LLM-Based Robustness Testing of Microservice Applications: An Empirical Study
For software engineers testing microservice reliability, this study provides practical guidance on using LLMs to generate diverse robustness tests, showing that prompt diversity matters more than model diversity.
The paper investigates whether different LLMs and prompt strategies produce diverse failure sets in robustness testing of microservice APIs, finding that prompt strategy explains more variation than model size, and a single model with varied prompts can outperform multi-model ensembles. GuidedFewShot achieves the highest single-run coverage (5/9 and 8/14 failure modes) on two systems.

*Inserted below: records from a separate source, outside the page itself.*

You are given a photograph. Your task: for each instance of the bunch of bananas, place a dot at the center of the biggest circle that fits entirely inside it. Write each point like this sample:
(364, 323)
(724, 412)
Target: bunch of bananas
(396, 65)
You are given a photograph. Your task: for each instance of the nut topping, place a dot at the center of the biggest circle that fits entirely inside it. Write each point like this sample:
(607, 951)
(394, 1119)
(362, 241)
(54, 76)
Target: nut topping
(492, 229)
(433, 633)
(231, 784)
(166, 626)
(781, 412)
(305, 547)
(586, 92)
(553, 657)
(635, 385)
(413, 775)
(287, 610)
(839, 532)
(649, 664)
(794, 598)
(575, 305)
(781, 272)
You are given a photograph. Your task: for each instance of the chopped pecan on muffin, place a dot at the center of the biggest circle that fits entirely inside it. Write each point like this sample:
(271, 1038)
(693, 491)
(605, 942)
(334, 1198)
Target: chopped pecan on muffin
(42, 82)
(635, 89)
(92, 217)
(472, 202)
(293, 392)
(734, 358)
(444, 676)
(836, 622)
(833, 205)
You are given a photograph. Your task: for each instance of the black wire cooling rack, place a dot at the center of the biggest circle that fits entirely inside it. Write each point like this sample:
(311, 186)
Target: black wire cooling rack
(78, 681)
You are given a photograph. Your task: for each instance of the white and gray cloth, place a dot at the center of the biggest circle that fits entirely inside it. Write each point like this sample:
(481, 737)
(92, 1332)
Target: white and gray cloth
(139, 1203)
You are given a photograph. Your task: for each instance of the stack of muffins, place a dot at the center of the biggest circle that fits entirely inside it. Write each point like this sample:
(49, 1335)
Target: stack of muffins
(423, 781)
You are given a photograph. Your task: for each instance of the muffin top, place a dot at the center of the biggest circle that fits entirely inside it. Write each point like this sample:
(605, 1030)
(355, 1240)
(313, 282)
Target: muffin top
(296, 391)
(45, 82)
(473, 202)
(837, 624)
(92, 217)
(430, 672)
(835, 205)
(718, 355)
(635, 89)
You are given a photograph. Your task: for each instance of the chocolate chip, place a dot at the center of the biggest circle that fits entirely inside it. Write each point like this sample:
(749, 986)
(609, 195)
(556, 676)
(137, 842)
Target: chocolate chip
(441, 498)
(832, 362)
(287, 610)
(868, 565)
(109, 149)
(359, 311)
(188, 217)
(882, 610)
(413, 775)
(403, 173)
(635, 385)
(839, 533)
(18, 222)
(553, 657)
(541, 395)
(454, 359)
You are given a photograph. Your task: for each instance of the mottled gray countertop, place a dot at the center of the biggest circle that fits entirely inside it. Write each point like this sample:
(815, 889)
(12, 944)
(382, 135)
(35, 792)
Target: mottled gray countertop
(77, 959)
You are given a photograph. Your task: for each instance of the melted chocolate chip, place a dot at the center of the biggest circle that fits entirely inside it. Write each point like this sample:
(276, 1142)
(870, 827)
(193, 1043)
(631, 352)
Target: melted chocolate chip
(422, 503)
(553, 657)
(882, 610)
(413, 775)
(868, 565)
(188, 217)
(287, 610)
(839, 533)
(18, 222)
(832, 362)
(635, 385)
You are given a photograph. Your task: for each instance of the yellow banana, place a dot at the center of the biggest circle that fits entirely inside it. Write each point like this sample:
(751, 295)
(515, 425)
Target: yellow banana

Malformed, missing, or boundary-value inputs in microservice APIs can cascade across dependent services, threatening reliability. Robustness testing systematically exercises such inputs to expose server-side failures, but generating diverse, effective tests remains challenging. Large Language Models can generate such tests from API specifications; however, it is unknown whether different models and prompt strategies produce diverse failure sets or converge on the same failures. We report a controlled experiment applying 7 prompt strategies to 3 open-source LLMs (14B-70B parameters) targeting 2 architecturally distinct microservice systems: one Java monolingual (6 services, 9 failure modes) and one polyglot (27 services, 14 failure modes), yielding 38 valid runs and 663 generated tests. We find that prompt strategy explains more variation in diversity than model size: a Structured prompt collapses diversity entirely, while a single model varied across three prompt strategies achieves complete failure-mode coverage on one system, outperforming any multi-model ensemble under a fixed prompt. We introduce two strategies, Guided and GuidedFewShot, that embed a mutation taxonomy from prior robustness testing research as domain context. GuidedFewShot achieves the highest single-run coverage on both systems (5 of 9 and 8 of 14 failure modes) while maintaining low cross-model similarity. A key lesson is that taxonomy rules alone are insufficient: LLMs cannot distinguish key-absent from value-empty mutations without concrete examples. Findings replicate across both systems.